@allfree15 Ah, I understand. Yes, it's definitely harder when they won't take a pacifier in my opinion.
Babies have shorter sleep cycles than adults, and often have trouble connecting those sleep cycles. The reality is almost no baby (or adult) truly sleeps through the night, we just connect our sleep cycles and go right back to sleep.
When she wakes, does she immediately start crying? We do not do CIO, but we will do fuss it out. If baby wakes and starts fussing, we let him be. Most of the time he goes back to sleep. When he starts actually crying, we get up and tend to him, usually he's hungry. I used to jump up and get him every time he made the smallest fuss, and I wasn't even giving him a chance to get back to sleep on his own! Not sure if that's relevant to you, just something to think about.
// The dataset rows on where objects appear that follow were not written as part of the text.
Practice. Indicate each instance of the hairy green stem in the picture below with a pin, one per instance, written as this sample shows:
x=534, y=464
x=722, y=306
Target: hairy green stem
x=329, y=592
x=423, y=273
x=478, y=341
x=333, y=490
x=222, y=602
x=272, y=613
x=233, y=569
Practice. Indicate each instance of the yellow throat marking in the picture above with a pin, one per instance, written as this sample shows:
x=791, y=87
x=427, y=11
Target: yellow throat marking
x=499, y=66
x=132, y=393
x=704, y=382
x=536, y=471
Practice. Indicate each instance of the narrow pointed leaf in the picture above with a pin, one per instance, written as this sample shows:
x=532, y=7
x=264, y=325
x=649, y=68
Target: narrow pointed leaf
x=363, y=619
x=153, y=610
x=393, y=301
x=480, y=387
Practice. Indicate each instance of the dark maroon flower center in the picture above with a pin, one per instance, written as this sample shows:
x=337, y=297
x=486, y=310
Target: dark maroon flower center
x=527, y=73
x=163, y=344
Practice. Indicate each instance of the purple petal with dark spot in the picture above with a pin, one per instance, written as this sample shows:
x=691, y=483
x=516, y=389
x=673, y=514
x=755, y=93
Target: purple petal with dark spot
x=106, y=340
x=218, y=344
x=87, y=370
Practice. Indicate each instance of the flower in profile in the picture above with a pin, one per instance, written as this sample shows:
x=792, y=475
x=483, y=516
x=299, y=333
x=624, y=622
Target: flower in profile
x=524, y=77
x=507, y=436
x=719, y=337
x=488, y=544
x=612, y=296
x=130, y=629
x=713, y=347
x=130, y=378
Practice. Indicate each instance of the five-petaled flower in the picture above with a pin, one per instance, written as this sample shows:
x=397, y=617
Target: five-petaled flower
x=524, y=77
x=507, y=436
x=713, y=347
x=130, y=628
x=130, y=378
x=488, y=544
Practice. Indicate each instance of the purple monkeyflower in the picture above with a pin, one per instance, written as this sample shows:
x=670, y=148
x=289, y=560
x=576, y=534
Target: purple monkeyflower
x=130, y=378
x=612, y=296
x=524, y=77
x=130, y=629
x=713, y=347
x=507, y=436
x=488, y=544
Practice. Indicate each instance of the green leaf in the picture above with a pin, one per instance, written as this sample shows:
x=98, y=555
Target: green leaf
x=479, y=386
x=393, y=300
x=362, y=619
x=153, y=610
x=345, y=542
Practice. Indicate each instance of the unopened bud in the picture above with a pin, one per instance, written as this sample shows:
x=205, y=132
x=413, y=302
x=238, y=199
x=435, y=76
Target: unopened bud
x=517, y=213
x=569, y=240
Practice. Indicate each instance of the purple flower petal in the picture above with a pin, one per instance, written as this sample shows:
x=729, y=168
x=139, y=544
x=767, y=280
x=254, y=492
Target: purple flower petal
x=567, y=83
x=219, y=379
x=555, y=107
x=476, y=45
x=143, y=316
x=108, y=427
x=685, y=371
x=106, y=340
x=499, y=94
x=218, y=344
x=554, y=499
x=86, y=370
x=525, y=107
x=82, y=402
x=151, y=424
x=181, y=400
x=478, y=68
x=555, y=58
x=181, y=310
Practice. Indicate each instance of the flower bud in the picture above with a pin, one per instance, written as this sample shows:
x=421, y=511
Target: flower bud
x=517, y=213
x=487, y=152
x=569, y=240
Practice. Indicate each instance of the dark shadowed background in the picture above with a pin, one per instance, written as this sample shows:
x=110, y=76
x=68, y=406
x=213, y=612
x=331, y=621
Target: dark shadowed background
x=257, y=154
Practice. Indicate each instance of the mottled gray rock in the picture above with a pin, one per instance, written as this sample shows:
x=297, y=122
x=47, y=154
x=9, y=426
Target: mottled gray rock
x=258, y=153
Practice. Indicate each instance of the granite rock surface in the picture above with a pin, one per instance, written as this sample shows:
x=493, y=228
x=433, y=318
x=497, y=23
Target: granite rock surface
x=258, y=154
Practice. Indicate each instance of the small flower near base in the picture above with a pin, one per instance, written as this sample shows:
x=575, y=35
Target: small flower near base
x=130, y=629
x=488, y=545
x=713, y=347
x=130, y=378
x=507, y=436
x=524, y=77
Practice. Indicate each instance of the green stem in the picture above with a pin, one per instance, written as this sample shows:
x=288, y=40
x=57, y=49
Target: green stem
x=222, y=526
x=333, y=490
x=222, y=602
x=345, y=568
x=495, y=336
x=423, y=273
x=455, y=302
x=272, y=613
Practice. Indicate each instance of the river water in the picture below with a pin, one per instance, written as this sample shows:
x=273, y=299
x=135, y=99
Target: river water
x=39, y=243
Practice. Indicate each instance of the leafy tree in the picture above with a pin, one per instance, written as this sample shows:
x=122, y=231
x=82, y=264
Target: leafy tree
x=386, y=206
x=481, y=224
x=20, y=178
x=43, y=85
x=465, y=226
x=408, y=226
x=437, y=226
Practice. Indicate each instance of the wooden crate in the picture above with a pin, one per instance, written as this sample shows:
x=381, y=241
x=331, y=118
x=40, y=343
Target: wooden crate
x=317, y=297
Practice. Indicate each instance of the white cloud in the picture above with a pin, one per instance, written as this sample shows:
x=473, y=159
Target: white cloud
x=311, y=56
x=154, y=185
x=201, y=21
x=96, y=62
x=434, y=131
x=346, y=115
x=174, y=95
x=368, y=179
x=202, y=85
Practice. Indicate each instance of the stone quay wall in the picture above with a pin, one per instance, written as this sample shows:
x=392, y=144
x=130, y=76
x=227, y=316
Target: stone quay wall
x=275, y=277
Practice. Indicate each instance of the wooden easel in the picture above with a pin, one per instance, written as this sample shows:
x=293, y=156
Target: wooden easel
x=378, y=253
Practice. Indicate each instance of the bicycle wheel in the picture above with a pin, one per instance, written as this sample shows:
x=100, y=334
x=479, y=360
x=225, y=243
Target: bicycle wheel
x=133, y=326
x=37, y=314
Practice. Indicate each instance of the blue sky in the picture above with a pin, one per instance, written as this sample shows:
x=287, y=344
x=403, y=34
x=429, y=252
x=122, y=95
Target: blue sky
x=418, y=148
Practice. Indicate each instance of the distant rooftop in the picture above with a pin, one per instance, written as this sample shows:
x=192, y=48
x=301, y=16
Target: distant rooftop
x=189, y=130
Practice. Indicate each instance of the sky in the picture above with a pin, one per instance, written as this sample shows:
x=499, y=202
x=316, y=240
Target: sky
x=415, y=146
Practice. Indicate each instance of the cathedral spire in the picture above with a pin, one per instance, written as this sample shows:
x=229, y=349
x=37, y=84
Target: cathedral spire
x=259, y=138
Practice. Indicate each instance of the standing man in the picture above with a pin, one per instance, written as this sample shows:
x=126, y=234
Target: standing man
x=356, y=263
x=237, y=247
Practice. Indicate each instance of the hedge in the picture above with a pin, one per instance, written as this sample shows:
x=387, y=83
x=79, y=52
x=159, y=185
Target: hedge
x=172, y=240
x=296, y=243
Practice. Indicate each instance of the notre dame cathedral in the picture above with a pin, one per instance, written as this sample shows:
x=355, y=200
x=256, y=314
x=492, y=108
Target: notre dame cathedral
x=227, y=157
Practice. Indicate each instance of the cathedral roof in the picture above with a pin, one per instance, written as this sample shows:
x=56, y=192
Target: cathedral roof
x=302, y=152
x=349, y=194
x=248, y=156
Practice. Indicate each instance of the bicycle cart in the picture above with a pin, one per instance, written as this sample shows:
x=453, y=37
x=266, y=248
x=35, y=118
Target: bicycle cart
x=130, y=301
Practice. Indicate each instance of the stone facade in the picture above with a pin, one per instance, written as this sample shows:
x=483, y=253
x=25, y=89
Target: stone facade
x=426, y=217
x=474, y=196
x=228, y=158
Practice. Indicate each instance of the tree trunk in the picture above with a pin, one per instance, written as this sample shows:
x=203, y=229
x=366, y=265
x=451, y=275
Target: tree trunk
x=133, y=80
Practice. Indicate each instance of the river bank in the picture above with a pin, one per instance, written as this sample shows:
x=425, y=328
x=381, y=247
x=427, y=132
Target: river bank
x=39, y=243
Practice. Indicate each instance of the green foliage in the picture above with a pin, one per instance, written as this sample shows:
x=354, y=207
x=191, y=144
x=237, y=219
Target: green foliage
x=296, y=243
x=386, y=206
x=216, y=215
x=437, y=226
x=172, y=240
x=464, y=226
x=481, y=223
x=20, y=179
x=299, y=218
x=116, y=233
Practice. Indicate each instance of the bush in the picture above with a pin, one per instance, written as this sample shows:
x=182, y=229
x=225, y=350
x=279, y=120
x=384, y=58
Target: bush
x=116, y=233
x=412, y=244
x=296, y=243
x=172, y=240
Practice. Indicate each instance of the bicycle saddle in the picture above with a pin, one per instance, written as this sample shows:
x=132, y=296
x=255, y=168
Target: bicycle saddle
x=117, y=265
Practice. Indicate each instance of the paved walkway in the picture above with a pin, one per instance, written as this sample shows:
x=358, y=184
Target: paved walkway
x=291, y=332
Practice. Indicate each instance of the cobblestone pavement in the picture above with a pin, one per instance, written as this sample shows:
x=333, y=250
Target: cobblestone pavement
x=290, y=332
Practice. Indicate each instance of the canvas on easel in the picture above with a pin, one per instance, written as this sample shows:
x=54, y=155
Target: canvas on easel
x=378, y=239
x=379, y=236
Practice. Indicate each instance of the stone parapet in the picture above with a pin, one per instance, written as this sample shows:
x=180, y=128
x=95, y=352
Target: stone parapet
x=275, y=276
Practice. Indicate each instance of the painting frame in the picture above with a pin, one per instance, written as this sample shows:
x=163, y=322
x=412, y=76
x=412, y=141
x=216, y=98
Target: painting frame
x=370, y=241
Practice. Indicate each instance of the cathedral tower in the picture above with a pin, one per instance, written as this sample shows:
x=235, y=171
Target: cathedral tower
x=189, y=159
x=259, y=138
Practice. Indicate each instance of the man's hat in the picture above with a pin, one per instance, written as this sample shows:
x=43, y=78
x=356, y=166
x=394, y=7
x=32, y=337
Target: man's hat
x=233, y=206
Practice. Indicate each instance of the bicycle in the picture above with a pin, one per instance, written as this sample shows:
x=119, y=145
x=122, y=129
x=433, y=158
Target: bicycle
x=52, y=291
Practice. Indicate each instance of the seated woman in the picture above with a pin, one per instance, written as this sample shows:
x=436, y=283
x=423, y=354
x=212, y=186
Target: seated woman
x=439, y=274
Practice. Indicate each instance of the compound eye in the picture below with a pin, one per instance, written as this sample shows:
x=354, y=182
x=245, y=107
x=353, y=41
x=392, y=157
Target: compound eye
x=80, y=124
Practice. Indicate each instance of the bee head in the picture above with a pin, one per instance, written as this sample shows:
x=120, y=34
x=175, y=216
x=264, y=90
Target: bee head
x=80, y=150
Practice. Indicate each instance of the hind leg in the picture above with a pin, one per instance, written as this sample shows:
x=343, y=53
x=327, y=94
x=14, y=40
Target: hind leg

If she was just fed, and you know she isn't hungry, then I wouldn't feed her. Do you have a partner, someone without breasts that smell of milk, who can go in and try soothing? Or who could take over the bedtime routine after you're done nursing?
I personally don't think that feeding to sleep is an issue at all, BUT when babies can smell the milk, they want the milk, even if they aren't really hungry! Your baby also finds nursing soothing. She's using you as a pacifier. Which is normal, but only okay when it's okay with you. Personally I would keep trying on the pacifiers... I know it's easier said than done, but a pacifier was a complete game changer for us. Luckily we started pretty early so we only had to try a few different brands before we found one he liked (tomme tippe).
If she doesn't like being rocked to sleep, there's probably something else she likes that would help her sleep. We've gone through phases of how we get our son to sleep. Sometimes we would have to stand and essentially sway him back and forth, bounce him, just lay with him, and now rocking. As annoying as it is sometimes that's our job, to find out what it is that works!
You'll also see that a pretty common opinion in this sub is that sleep regressions are not real. It's not just a natural thing that happens to all babies, and they're not based in science. Sleep regressions are more likely to be developmental changes that parents simply haven't adapted to yet. At 3.5 months when you said all this began, she was just leaving the newborn phase. Going from a sleepy potato to a baby. Lots of changes! And with those changes often come changes in parenting. Changes in feeding schedule, wake windows, nap times, preferences, etc. So I personally wouldn't focus too much on the sleep regression and focus more on following her cues and supporting her development.